Cutting data won't make cutting weight easier

Numbers Rule Your World 2013-06-05

In my new book, I have a chapter on interpreting the statistics of obesity. Andrew Sullivan (link) recently pointed to a Nature article discussing an aspect of the controversy around these numbers.

The bone of contention is the shape of the mortality curve. It has been thought that the curve is monotonic increasing, meaning that the higher your BMI, the higher the mortality rate. But survey data in the U.S. now show that the curve is probably U-shaped: mortality rates are high for both obese and thin people. Overweight (less than obese) people paradoxically seemed to live longer than those with "normal" weight. This last observation has driven some people nuts.

The article focused on two Harvard researchers who organized a conference specifically to attack a CDC paper demonstrating the U-shaped curve. This is the crux of their argument:

When the researchers excluded women who had ever smoked and those who died during the first four years of the study (reasoning that these women may have had disease-related weight loss), they found a direct linear relationship between BMI and death, with the lowest mortality at BMIs below 19.

Excluding portions of a sample from analysis is a dangerous game, and should be heavily discouraged. It's one thing to adjust the data; it's another thing to remove data completely. Notice that what was removed weren't outliers, that is, data that might be incorrect and so extreme as to dominate the outcomes. They removed data specifically to conform to their model of the world.

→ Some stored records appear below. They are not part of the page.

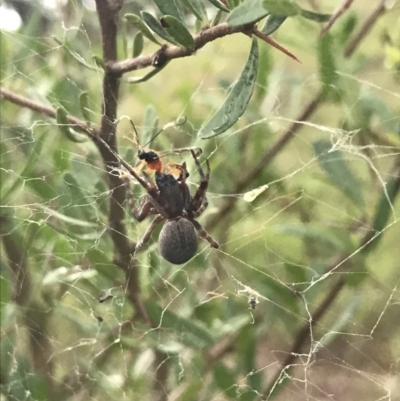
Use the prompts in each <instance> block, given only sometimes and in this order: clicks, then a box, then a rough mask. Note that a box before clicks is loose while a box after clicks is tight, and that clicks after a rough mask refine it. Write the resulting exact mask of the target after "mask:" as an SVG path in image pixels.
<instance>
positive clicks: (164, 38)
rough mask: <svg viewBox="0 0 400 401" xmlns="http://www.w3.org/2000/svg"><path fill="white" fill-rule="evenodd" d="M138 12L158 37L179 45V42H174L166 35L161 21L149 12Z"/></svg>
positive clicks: (171, 39)
mask: <svg viewBox="0 0 400 401" xmlns="http://www.w3.org/2000/svg"><path fill="white" fill-rule="evenodd" d="M140 14H141V15H142V18H143V20H144V22H145V23H146V24H147V25H148V27H149V28H150V29H151V30H152V31H153V32H155V33H156V34H157V35H158V36H159V37H160V38H162V39H164V40H166V41H167V42H170V43H172V44H174V45H177V46H179V43H178V42H176V41H175V40H174V39H173V38H172V37H171V36H170V35H168V34H167V32H165V30H164V28H163V26H162V25H161V23H160V22H159V21H158V20H157V19H156V18H154V17H153V16H152V15H151V14H150V13H148V12H146V11H142V12H141V13H140Z"/></svg>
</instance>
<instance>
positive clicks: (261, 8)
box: [226, 0, 269, 26]
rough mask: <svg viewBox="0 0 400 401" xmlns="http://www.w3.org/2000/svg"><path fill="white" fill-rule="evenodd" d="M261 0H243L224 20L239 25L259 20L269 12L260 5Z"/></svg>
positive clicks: (258, 20)
mask: <svg viewBox="0 0 400 401" xmlns="http://www.w3.org/2000/svg"><path fill="white" fill-rule="evenodd" d="M261 1H262V0H249V1H245V2H244V3H242V4H241V5H240V6H239V7H237V8H235V9H234V10H233V11H232V12H231V13H230V14H229V15H228V18H227V20H226V22H227V23H228V24H229V25H231V26H240V25H246V24H250V23H252V22H257V21H259V20H260V19H262V18H264V17H265V16H266V15H268V13H269V12H268V11H267V10H266V9H265V8H264V7H263V6H262V4H261Z"/></svg>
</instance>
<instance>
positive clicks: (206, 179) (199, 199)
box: [190, 150, 210, 213]
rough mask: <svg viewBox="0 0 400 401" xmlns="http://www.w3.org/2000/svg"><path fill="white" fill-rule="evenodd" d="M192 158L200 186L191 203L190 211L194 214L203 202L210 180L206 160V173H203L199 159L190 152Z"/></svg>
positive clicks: (201, 167)
mask: <svg viewBox="0 0 400 401" xmlns="http://www.w3.org/2000/svg"><path fill="white" fill-rule="evenodd" d="M191 152H192V156H193V159H194V162H195V164H196V167H197V171H198V172H199V174H200V179H201V180H200V185H199V188H198V189H197V191H196V193H195V195H194V196H193V199H192V202H191V207H190V211H191V212H192V213H193V212H196V211H197V210H198V209H199V208H200V207H201V204H202V202H203V199H204V197H205V194H206V191H207V188H208V181H209V178H210V163H209V162H208V160H206V166H207V172H206V173H204V170H203V169H202V167H201V165H200V162H199V159H198V158H197V155H196V153H195V152H194V151H193V150H192V151H191Z"/></svg>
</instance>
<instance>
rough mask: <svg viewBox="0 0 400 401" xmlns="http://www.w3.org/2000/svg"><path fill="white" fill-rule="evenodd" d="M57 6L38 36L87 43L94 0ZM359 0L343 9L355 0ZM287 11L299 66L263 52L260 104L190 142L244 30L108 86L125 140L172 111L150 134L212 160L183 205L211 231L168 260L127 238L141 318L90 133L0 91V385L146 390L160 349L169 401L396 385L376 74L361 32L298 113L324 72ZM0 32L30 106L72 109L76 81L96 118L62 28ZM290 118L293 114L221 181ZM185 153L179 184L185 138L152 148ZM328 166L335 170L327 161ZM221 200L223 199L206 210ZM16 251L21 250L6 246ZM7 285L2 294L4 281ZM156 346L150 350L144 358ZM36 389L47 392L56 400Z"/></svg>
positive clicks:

First, they removed smokers because "smokers tend to be leaner and die earlier than non-smokers". This sounded like smokers who die earlier are on the thin side of the curve; removing them has th effect of straightening the curve.

The second cut is even more egregious. How can there be any justification for removing people who died during the first four years when the study's primary metric is death rate? They claimed reverse causality.

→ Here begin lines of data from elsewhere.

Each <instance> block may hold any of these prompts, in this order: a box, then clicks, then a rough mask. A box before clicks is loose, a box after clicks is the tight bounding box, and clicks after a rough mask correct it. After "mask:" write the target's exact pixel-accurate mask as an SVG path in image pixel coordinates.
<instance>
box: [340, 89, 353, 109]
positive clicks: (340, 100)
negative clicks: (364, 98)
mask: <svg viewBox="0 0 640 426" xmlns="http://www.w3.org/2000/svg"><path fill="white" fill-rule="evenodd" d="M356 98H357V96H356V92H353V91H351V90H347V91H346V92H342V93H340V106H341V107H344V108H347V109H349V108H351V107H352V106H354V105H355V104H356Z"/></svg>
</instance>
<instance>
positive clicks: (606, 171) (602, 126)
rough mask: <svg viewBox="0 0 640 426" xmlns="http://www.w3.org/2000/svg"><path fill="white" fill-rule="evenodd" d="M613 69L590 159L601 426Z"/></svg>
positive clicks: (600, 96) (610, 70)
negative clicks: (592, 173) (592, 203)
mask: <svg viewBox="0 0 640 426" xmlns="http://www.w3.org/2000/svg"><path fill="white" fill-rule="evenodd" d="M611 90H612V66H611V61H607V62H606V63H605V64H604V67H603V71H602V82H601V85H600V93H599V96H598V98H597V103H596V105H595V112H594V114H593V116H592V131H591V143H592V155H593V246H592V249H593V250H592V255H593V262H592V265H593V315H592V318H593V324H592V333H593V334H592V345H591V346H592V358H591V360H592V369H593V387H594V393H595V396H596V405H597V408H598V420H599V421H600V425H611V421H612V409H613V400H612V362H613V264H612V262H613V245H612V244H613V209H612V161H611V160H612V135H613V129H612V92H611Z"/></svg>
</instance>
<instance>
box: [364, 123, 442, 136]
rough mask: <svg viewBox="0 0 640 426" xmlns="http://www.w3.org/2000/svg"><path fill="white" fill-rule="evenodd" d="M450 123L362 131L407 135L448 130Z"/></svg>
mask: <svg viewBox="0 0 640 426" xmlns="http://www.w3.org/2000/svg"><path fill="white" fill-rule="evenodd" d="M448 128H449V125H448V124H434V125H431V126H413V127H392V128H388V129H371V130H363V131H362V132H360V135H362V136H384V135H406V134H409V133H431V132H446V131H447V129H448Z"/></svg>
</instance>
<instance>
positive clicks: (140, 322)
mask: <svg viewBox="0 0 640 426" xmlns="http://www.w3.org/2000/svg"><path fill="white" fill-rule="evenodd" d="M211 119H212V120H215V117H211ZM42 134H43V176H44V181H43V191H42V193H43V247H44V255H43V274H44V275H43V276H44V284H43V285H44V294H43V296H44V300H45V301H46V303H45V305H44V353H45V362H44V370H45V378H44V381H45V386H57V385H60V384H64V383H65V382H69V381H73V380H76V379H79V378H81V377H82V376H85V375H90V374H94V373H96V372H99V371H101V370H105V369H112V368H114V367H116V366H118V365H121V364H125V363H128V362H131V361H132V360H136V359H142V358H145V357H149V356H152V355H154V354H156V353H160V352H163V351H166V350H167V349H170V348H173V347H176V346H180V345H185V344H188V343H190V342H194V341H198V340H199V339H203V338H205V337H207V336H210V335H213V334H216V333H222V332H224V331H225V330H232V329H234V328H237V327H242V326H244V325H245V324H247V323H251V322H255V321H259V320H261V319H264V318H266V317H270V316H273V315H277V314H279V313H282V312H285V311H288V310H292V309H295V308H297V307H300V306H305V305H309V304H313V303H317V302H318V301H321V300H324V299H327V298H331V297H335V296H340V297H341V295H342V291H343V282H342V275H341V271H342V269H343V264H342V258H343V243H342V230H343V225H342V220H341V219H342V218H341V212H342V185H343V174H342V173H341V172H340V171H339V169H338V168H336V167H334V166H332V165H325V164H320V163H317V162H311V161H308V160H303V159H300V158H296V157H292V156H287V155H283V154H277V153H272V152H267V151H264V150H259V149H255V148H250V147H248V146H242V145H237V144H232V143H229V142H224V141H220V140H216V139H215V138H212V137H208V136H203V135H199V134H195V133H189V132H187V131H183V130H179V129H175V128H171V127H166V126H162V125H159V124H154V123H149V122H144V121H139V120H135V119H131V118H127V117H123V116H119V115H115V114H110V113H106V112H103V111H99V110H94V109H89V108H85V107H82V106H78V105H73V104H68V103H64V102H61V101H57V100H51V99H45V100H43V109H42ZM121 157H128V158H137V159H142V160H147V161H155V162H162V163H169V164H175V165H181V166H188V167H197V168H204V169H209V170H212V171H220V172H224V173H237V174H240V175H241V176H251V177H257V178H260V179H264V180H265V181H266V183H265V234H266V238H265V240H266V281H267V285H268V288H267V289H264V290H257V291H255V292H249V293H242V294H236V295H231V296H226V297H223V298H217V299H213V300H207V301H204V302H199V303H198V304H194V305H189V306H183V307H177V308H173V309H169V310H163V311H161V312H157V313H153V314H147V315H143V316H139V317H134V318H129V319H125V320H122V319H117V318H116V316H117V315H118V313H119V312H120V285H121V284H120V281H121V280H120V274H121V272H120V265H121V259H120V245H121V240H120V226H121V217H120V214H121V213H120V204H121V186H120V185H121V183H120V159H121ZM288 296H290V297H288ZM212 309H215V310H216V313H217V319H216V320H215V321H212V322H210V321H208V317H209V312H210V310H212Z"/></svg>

The most important reason why you should never drop large chunks of data in a systematic way is that your conclusions are now limited to the group that hasn't been dropped. Since there are no smokers in your sample, you cannot make a statement that applies to the general population. And yet, these researchers seem to have done so.

***

Later on in the article, the journalist repeats the nonsense about how using BMI is a problem. I have previously written about this topic here.

On a related note, a visiting professor at NYU has been making the news, having made insulting comments about "fat PhD applicants". Somehow, the field of evolutionary psychology has attracted many crazies.